# Loud tractor noise from engine



## jonnyl888 (Dec 10, 2012)

Hi, after a long hard drive today there is suddenly a rattling noise coming from the back of the engine, sounding like an exhaust leak. When I bought my TT in nov, it made a similar but quieter sound only above 3000 rpm when the turbo would kick in. However after ragging it today, the noise has gotten louder and occurs at around 2000 rpm. Initially I thought the worst and believed a bearing in the turbo had gone. But after driving it a bit more, my boost gauge is reading fine. Giving max boost of 1 bar. Which means the turbo is running fine... Anyone any ideas? Gonna have a look at it tomorrow, just wanna know what to look out for.

Thanks


----------



## NotFromSomerset (Nov 11, 2012)

Sounds like the heat shield has come loose under the car. Common problem. Get the front jacked up and rip it out


----------



## V6RUL (May 28, 2009)

+1 visual inspection required.
Steve


----------



## jonnyl888 (Dec 10, 2012)

Gonna have a look at it today after lunch, it's not so much a rattling. Sounds like a tractor...


----------



## jonnyl888 (Dec 10, 2012)

Hi,

Ok so was under my car for 5 hours today, and couldn't find anything. Except some oil on the base of the oil sump and transmission which I don't know is new or old oil from messy oil changes etc. There doesnt seem to be an oil leak on the ground. The exhaust looks fine, there is no heatshield on the cat. Since I bought the car it has been consuming oil, whether it is burning it or leaking somewhere I don't know.

On Monday I took the car out for a drive when suddenly oil pressure light came on. I drove it gently for about a mile where I could safely stop and quickly topped up. Since then, the tractor noise has gradually gotten louder until 2 days ago when it could be heard on idle, and even worse when revving. However the turbo is fine, and can run at 1 bar boost.

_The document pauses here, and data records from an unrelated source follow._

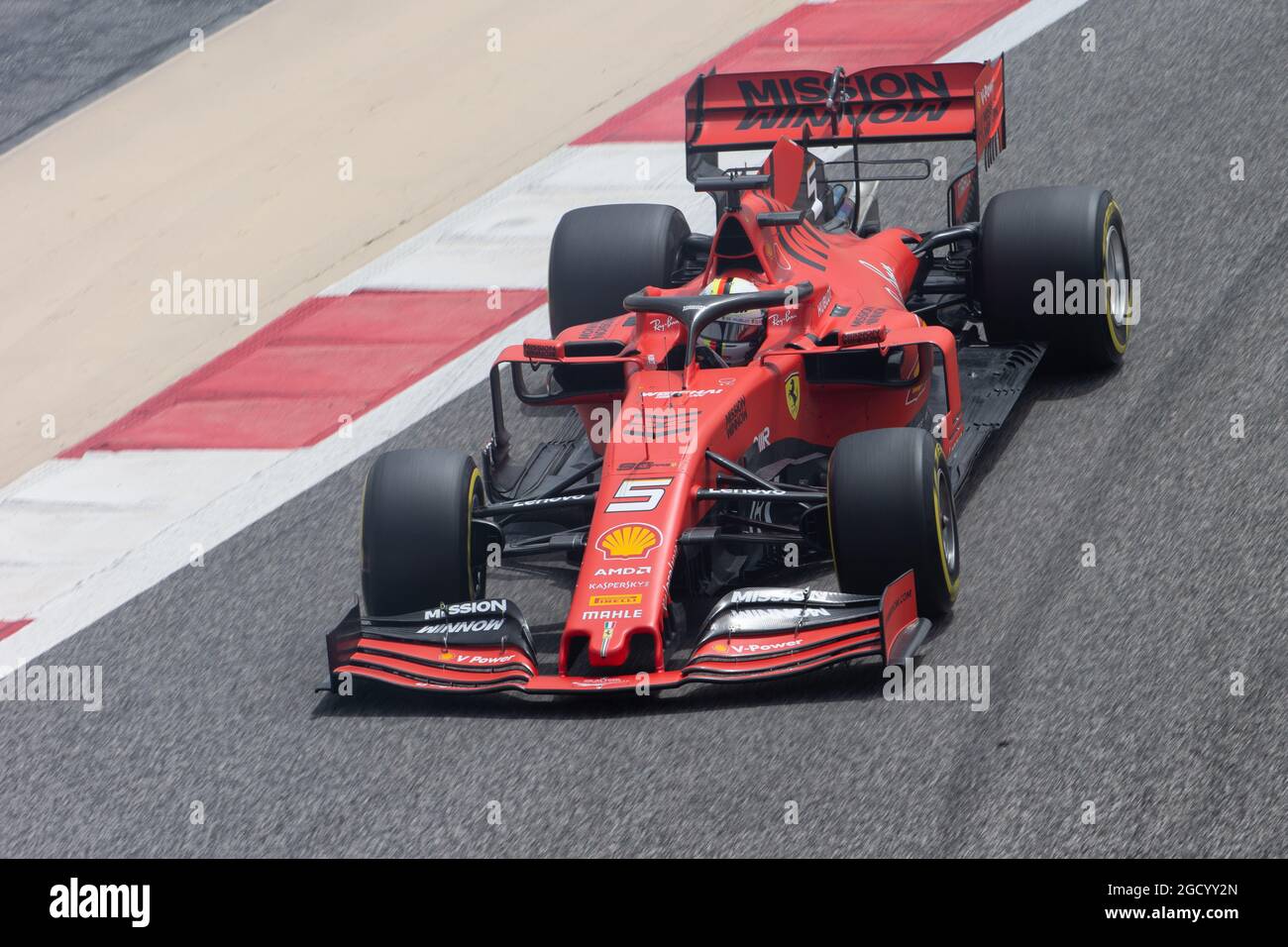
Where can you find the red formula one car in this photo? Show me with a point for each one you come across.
(799, 386)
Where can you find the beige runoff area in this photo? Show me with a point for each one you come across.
(226, 163)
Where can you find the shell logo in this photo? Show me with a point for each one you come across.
(629, 541)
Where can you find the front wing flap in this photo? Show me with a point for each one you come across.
(751, 634)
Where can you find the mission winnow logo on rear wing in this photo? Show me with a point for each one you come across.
(782, 102)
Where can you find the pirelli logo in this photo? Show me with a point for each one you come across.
(614, 599)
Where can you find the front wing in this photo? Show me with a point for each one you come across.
(752, 634)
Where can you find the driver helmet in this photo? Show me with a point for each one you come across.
(734, 337)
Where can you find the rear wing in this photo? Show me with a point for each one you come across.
(884, 105)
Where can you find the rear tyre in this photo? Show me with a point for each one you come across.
(600, 256)
(417, 544)
(1030, 236)
(890, 509)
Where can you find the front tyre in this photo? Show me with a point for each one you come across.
(890, 509)
(417, 540)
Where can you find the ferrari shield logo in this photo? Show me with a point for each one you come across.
(793, 388)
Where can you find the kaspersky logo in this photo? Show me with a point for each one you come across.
(629, 541)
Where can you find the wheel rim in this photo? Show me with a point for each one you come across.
(1116, 270)
(947, 521)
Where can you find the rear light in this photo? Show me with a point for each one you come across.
(863, 337)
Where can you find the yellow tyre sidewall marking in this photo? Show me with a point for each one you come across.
(469, 531)
(951, 582)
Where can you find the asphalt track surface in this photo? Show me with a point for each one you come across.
(56, 55)
(1109, 684)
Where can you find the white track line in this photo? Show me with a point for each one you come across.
(262, 488)
(185, 497)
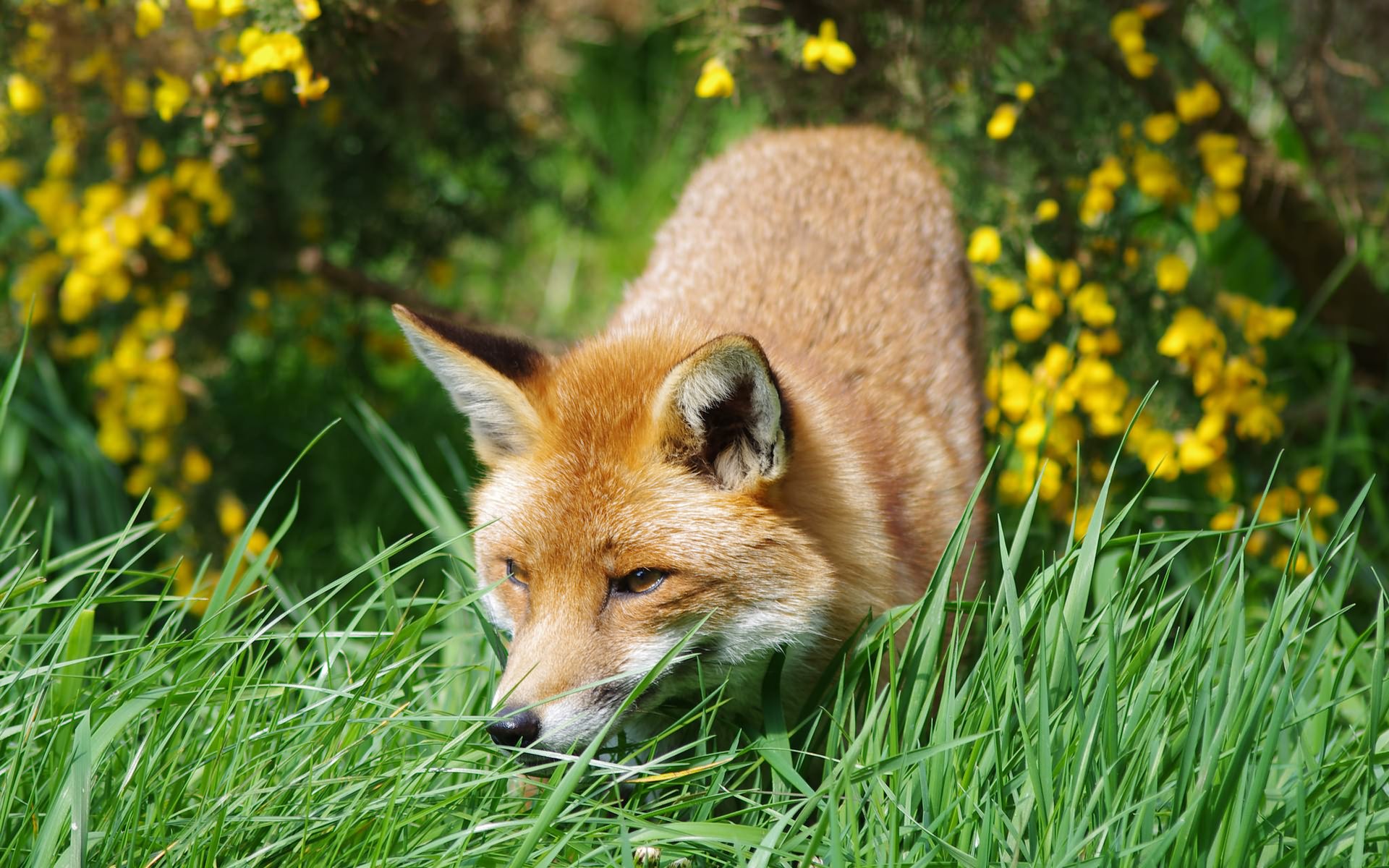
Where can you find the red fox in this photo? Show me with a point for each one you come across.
(774, 436)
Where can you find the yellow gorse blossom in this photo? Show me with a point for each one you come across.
(1198, 102)
(170, 96)
(1003, 122)
(149, 17)
(1127, 33)
(714, 81)
(985, 246)
(22, 93)
(828, 49)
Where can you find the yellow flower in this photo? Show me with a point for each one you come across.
(149, 17)
(1056, 363)
(1259, 422)
(1092, 303)
(1158, 176)
(1028, 323)
(135, 98)
(196, 467)
(1124, 22)
(1189, 331)
(828, 49)
(714, 81)
(1227, 170)
(1198, 102)
(12, 173)
(170, 96)
(1010, 388)
(309, 87)
(1040, 265)
(1005, 119)
(985, 246)
(1048, 302)
(1173, 274)
(1141, 64)
(1197, 453)
(1159, 128)
(25, 96)
(1156, 451)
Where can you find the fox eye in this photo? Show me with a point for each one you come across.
(638, 581)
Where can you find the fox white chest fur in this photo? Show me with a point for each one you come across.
(774, 436)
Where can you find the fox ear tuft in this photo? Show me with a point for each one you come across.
(721, 412)
(483, 374)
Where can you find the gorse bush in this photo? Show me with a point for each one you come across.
(1120, 707)
(1180, 655)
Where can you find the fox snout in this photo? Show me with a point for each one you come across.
(516, 728)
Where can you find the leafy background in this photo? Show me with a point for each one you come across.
(507, 163)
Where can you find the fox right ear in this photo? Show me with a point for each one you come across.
(483, 374)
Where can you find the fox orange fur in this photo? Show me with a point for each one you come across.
(776, 434)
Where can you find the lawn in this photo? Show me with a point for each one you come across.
(1129, 703)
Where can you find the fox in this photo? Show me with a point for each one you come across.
(773, 439)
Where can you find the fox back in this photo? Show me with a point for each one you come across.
(773, 439)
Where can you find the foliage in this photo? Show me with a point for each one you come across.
(1126, 707)
(1149, 195)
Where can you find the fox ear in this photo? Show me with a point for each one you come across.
(721, 412)
(483, 374)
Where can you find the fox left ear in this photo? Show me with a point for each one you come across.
(484, 374)
(721, 412)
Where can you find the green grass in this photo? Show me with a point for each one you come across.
(1126, 706)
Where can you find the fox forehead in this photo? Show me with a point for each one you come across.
(581, 513)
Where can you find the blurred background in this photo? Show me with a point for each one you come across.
(208, 208)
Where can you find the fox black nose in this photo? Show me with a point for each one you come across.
(516, 728)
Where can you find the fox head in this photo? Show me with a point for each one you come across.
(631, 498)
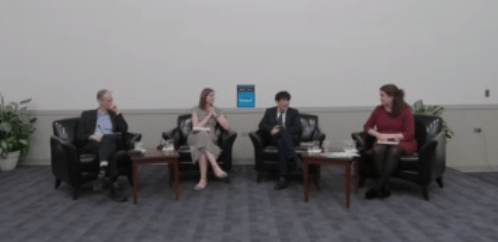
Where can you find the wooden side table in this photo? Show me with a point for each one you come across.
(154, 156)
(319, 160)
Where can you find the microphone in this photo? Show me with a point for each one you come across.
(102, 131)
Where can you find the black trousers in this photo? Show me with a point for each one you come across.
(285, 144)
(386, 160)
(105, 150)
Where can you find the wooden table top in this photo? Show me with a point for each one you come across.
(153, 153)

Does anything have any idea or experienced anything like it before. I hope it's just an exhaust leaking but I can't tell. If the turbo was starting to fail, I wouldn't get full boost would I? How do I go about checking whether the turbo oil feed pipe is blocked?

I'm going to upload a video of the sound, for anyone to relate to.

P.S. I want to leave going to a garage as a last resort as I'm a bit tight on cash right now. So I would rather pin point the problem first before paying anyone to check it.

Thanks


----------



## Hoggy (May 8, 2002)

Hi Jonny, when did you last check oil level before the alarm came up. 
I would get the oil pressure checked as oil pressure may be low, not low enough to bring up alarm but low enough to cause extra wear & rattle. Sump off next I would think,to check sump strainer @ least.
Hoggy.


----------



## jonnyl888 (Dec 10, 2012)

I check it every two weeks or before long journeys. If I really floor it, the oil will drop quicker.

After some extensive research, I have found two other people with the same problem.










That's what it sounds like, like a tractor/old diesel engine. Their conclusions are the hydraulic belt tensioner. How does one of these fail? If it does will it cause the belt to slip and ruin the engine?


----------



## J•RED (Feb 10, 2013)

Is the oil pressure light still on? First thing I would be doing is taking the sump off and having a look at oil pump, strainer and pick up pipe. If the tensioner fails then yes your pistons will collide with your valves and will be an expensive list of parts and labour.


----------



## jonnyl888 (Dec 10, 2012)

No the oil pressure light turns off when I top up. What would cause it to lose oil? The oil level on the dipstick goes down every few hundred miles, if the pump/strainer is blocked it wouldn't pump at all and probably would have killed the engine already right?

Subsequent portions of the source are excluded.